Was Du nicht willst, das man Dir tu, das kann sich für einen selbst durchaus lohnen - nach mir die Sintflut! Vorausetzung für den Erfolg solcher Strategie ist allerdings, dass nicht alle zugleich ebenso denken. Und warum sollten die anderen schließlich selbstlos verzichten?
Fruchtkörper von <i>Dictyostelium discoideum</i>
Vielleicht sollte man doch ein Schwein sein, in dieser Welt. Schließlich klappt es oft genug, das gegenseitige Wohlwollen einer sozialen Gesellschaft zum egoistischen Wohl auszunutzen, zur Not unter rüpelhaftem Ellbogeneinsatz. Allerdings: So etwas funktioniert nur solange, bis der für das Gemeinwohl arbeitende Rest auf die Ursachen des Erfolges eines Sozialschmarotzers aufmerksam wird, sich ihn zum Vorbild nimmt und die Kooperationsbereitschaft ebenfalls – ich bin doch nicht blöd! – aufgibt.

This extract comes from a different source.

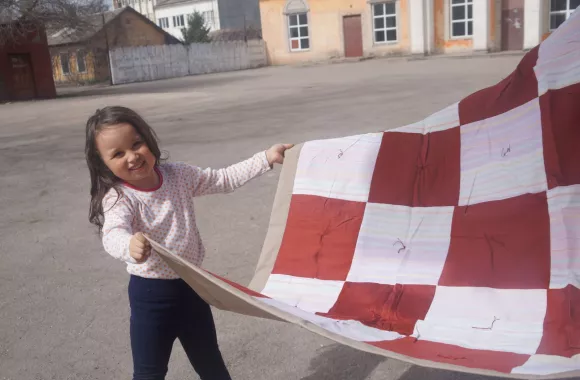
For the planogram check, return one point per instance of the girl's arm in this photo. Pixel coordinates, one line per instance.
(213, 181)
(117, 229)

Flugs bricht damit aber die ganze schöne, fruchtbare Zusammenarbeit der Gesellschaft zusammen – wobei sie ihre gemeinsam mühsam gestrickte soziale Hängematte mitsamt der von ihr profitierenden Schmarotzer abschafft. Und dabei, wenn keiner gegensteuert, sich selbst. Eine reine Sozialgemeinschaft sich gegenseitig belauernder asozialer Abzocker beraubt sich aller Überlebensgrundlagen.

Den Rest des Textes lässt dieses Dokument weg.